Nathan took her hand and squeezed it gently. “Just because I have a good relationship with my parents doesn’t mean I think everyone does. I won’t judge you for what you say about your mom, Harper.”

“You say that now,” she said with a nervous laugh that died out before it really got started.

He sat silently with her, not pushing, not demanding, and she searched for how to say it in a way that didn’t make her sound one hundred percent like a bitch, before deciding just to say it.

“My mom loved me, but she didn’t like me very much. She didn’t like a lot of people. She wasn’t affectionate and loving like Addie and Kira’s moms. She had a short temper, she was selfish, and she could be very dramatic and emotional, especially when she wanted something. She was also demanding and critical of both my dad and me. It was hard to be around her. I spent years trying to win her over, trying to show her I was good enough, and it never worked.”

Nathan put his arm around her, and she leaned against his solid warmth, staring at her hands in her lap. “She was especially disappointed by my choice to be an artist. She thought it was a silly dream and unrealistic and that…”

“That what?” he asked.

“That I wasn’t good enough to make a living from it. To be fair, she had a point. I failed in New York.”

He kissed the top of her head. “You didn’t fail.”

“I did,” she said. “But at least she wasn’t here to rub my nose in the failure.”

She paused, “Shit. That makes me sound like a monster. I loved my mom, Nathan. I swear I did. I didn’t want her to die. I really didn’t.”

“I know,” he said soothingly. “I didn’t think that, honey. I promise.”

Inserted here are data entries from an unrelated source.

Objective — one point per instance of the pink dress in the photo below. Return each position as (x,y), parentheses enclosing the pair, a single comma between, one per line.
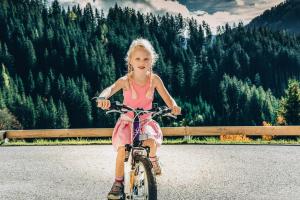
(122,133)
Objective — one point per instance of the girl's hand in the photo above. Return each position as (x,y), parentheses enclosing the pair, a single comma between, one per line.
(176,110)
(103,104)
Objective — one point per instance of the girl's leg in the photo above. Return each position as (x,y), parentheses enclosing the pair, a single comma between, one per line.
(120,163)
(152,144)
(152,155)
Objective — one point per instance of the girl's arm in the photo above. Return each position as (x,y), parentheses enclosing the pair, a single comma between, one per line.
(111,90)
(163,92)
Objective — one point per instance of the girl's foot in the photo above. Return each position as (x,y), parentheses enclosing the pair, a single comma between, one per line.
(116,191)
(156,165)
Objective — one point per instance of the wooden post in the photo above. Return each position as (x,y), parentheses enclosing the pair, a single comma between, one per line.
(2,136)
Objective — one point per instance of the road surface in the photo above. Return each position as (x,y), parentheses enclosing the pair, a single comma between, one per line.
(189,172)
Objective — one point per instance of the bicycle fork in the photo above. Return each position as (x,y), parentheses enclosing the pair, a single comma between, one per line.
(128,172)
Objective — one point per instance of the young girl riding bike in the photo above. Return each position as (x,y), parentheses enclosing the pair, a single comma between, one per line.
(138,91)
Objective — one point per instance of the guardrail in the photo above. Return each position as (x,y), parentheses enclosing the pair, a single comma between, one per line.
(167,131)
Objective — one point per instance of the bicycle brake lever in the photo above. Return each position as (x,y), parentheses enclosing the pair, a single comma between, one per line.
(170,115)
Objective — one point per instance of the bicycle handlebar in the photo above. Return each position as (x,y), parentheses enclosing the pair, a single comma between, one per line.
(120,108)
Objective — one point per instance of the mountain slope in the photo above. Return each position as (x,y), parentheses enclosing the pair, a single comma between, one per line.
(285,16)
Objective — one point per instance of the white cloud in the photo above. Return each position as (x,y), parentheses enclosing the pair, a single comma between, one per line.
(244,10)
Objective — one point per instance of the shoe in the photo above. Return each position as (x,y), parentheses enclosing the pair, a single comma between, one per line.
(156,166)
(116,191)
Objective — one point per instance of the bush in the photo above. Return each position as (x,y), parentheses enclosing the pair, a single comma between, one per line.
(8,121)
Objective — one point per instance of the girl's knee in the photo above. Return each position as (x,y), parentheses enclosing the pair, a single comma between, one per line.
(121,151)
(149,142)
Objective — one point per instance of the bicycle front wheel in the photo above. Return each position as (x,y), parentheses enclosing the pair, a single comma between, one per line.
(145,187)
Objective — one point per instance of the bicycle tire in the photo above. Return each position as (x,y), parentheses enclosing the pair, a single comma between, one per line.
(152,185)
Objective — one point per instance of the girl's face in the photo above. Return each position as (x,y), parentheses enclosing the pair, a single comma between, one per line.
(140,60)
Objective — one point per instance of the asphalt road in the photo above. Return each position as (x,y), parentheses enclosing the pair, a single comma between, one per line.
(189,172)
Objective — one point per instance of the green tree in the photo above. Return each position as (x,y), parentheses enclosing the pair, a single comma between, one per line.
(290,104)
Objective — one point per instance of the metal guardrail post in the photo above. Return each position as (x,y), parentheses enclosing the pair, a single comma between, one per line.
(187,136)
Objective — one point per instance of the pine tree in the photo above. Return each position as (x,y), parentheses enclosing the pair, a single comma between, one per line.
(290,104)
(62,116)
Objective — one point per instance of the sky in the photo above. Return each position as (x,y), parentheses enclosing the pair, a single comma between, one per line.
(214,12)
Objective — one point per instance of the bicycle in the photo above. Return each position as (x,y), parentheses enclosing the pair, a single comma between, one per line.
(139,176)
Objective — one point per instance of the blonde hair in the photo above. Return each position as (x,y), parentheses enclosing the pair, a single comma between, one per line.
(145,44)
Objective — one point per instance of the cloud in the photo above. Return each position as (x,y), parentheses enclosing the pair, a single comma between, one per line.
(214,12)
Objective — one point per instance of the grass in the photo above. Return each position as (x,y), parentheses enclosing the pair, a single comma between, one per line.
(171,140)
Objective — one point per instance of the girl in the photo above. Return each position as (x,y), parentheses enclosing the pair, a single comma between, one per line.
(138,91)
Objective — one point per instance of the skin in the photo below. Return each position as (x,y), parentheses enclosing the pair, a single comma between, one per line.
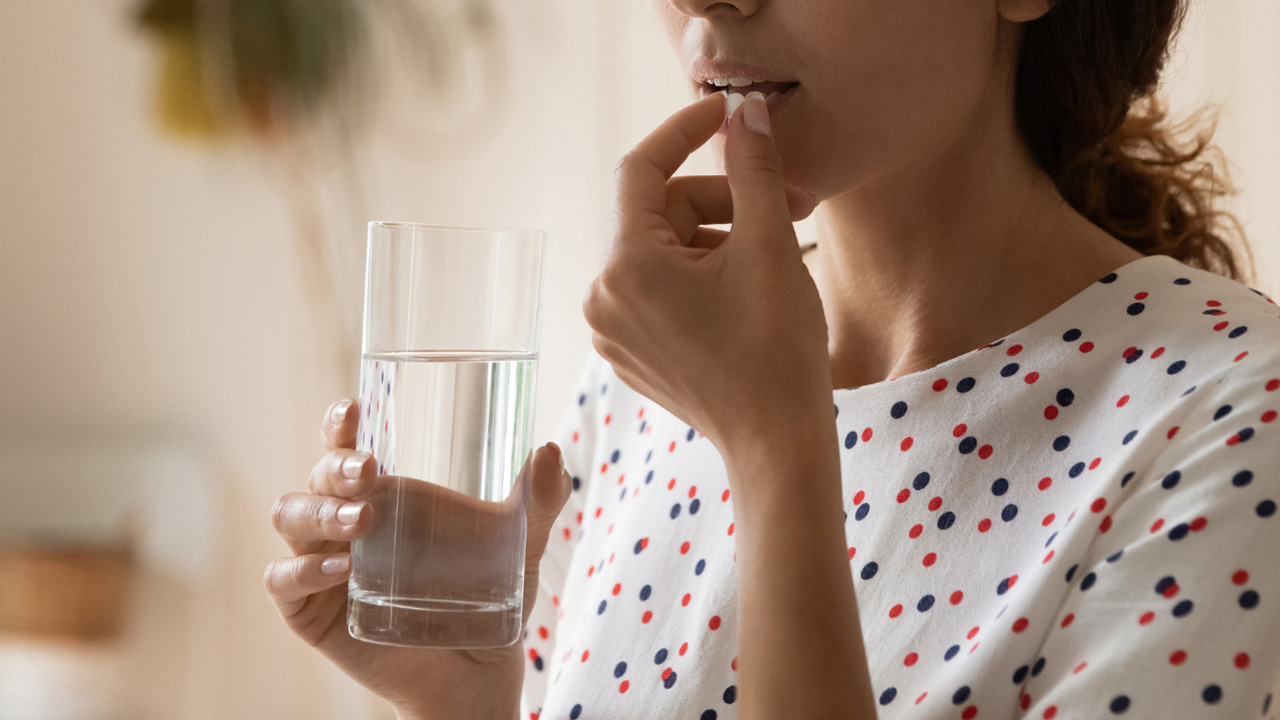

She told herself that Nathan wouldn’t judge her. “I loved her, but there was a bit of relief when she was gone. Relief that I no longer had to bend over backwards and turn myself inside out to win her approval. Because as much as I tell myself her opinion didn’t matter, it did. A lot. I wanted her to be proud of me.”

She sighed and scrubbed her palms against her eyes. “My dad always tried to make up for my mom, and he did a good job. I know how lucky I am to have such a supporting and loving dad. When I became a teenager, things got worse between my mom and me, not that surprising, I guess, and my dad shouldered a lot of it. He had a way of distracting my mom, a way of turning her anger against me toward him. If it hadn’t been for him…”

“Your dad is a good man,” Nathan said.

“He is the most amazing man, and I will never adequately be able to tell him how much he means to me. It’s why I freaked out so much about you buying the clinic. Being a vet has always been incredibly important to him, and I know when things were difficult with him and Mom, the clinic was his refuge of sorts. The idea that he no longer had that terrified me.”

“I’m sorry.” He kissed her head again. “I should have been more sensitive to your feelings on it.”

“No,” she said, looking up at him. “No, that isn’t what I meant. It’s not up to you to decipher my feelings on it or even care what they are. You buying the clinic had nothing to do with me, and I’m sorry again for butting my nose into it. I hate that I caused you stress and aggravation.”

He leaned down and pressed a kiss against her mouth. “How about we do a firm forgive and forget thing about the clinic.”